Cette contrainte oblige à recourir à des indices épars, presque cryptés. Des descriptions brèves suggèrent une technologie, une structure sociale, un climat étrange… De même, l’auteur peut jouer sur l’implicite : un simple terme inconnu, lâché par un personnage, peut éveiller la curiosité du lecteur sur la culture sous-jacente.

Astuce : Montrez seulement ce qui impacte directement l’action ou l’émotion. Évitez les paragraphes explicatifs qui rompent la tension dramatique.

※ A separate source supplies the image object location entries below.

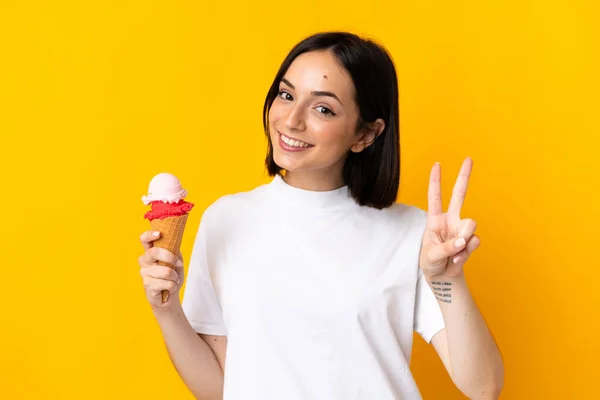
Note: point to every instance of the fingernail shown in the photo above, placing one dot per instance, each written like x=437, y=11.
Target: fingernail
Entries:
x=459, y=243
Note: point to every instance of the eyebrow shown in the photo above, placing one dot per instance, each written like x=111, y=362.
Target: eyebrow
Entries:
x=314, y=92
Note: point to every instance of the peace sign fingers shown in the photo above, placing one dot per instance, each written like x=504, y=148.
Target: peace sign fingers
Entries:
x=460, y=190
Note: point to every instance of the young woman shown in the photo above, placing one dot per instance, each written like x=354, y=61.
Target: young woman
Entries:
x=310, y=286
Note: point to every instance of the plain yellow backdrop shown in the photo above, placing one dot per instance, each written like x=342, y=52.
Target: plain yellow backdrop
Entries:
x=98, y=97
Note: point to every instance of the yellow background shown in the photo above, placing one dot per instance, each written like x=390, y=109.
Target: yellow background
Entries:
x=97, y=97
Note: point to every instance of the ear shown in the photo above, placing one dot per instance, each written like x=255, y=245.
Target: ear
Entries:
x=368, y=135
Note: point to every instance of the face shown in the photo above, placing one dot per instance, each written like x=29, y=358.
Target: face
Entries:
x=312, y=122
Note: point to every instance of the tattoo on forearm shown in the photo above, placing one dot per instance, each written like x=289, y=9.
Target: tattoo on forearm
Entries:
x=442, y=291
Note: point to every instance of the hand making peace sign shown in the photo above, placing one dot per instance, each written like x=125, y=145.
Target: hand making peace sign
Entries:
x=448, y=240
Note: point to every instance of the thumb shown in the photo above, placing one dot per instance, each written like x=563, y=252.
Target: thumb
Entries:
x=447, y=249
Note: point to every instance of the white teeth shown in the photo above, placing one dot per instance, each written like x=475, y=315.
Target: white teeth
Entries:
x=293, y=143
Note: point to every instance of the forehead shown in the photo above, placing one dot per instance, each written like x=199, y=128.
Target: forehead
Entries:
x=319, y=70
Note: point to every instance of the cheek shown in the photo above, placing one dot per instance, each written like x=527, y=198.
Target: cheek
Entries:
x=336, y=137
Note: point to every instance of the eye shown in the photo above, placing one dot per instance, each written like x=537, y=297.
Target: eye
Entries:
x=325, y=111
x=285, y=95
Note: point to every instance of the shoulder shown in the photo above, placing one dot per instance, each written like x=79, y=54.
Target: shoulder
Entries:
x=400, y=214
x=231, y=207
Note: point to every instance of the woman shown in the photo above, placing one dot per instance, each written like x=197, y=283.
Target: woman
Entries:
x=313, y=283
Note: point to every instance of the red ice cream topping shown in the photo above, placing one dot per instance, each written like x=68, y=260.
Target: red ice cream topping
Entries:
x=162, y=210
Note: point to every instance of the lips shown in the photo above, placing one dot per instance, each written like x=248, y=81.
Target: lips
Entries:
x=293, y=142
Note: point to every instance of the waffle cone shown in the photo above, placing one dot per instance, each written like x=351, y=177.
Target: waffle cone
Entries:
x=171, y=233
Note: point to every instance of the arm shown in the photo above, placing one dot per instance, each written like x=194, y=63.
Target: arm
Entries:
x=193, y=358
x=466, y=346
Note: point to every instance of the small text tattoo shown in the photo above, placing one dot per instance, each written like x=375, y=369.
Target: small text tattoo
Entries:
x=442, y=291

Préférez des détails sensoriels fragmentaires, diffusés à l’occasion d’un conflit ou d’un dilemme.

4. La construction simultanée du cadre et des personnages

Jean-Claude Dunyach insiste sur le fait que, dans la nouvelle, le cadre (ou l’univers) et les personnages se construisent de manière conjointe. Imaginer d’abord un univers complet, puis y « placer » des protagonistes, risque de produire un décalage artificiel. À l’inverse, définir des personnages avant de savoir où ils évoluent peut rendre l’univers décoratif et peu cohérent.

« [Le cadre] va exploser autour de lui […] Il ne peut pas y en avoir un sans l’autre. On les fait en même temps. »

C’est la fameuse question de l’organicité de la nouvelle. Si vous cherchez à faire ressentir une tension unique et dense, faites évoluer vos personnages avec un décor qui, à chaque étape, les confronte à leurs conflits internes. Tout doit concourir à l’unité de la narration.

Astuce : Identifiez la valeur contradictoire au cœur de votre nouvelle (p. ex. tradition/innovation, liberté/aliénation). Mettez en scène des personnages emblématiques de chacune de ces forces, et un décor (ville, vaisseau, jungle, etc.) qui pose visuellement la contradiction. L’intrigue découlera alors de cette collision.

5. La technique comme outil, pas comme finalité

De nombreux auteurs novices se laissent submerger par la technique — règles, structures, formats. Or, l’essentiel demeure la capacité à transmettre l’émotion et l’idée directrice de la nouvelle. Comme l’explique Dunyach, la technique est là pour servir la spontanéité et l’enthousiasme créatif, non pour les étouffer.

« Je lis comme un malade, je démonte tout pour voir comment c’est fait […] Au début, on voit les grosses cordes, puis on finit par voir les ficelles. »

Démanteler un texte, analyser sa mécanique, s’approprier les techniques : tout cela vise à décupler l’aisance et la liberté narrative. Au final, la nouvelle, plus que tout autre forme, exige un marquage fort du style et de la sensibilité de l’auteur, dans un espace restreint. Le risque d’impersonnalité est grand si on se borne à appliquer une grille. Au contraire, la technique se veut libératrice.

Astuce : Prenez un récit bref classique (ex. : Maupassant, Tchekhov) et recopiez (oui, littéralement) les trois à cinq premières pages. Notez, paragraphe par paragraphe, le rôle de chaque phrase (introduire un personnage, créer un effet, amorcer un conflit). Réfléchissez ensuite à votre propre nouvelle : quels ajustements pour obtenir un impact similaire sur votre lecteur ?

Conclusion

Écrire une nouvelle, selon Jean-Claude Dunyach, relève d’un équilibre délicat : une densité de situation et d’émotion, associée à une construction simultanée de l’univers et des personnages, et soutenue par une technique souple mais rigoureuse. Il s’agit d’assembler un « micro-monde » en quelques pages, où tout fait sens et où la tension naît aussitôt. À l’image de la science-fiction, qui doit parfois installer un monde entier en quelques paragraphes, la nouvelle doit, elle aussi, marier l’ellipse et la brièveté tout en préservant l’impact. Loin d’être un simple « mini-roman », la nouvelle possède ses lois internes, à la fois artisanales et subtiles. Et, comme l’affirme Dunyach, seule une passion profonde pour la lecture, la découverte et la « démontologie littéraire » permet au nouvelliste de proposer un texte mémorable et vibrant.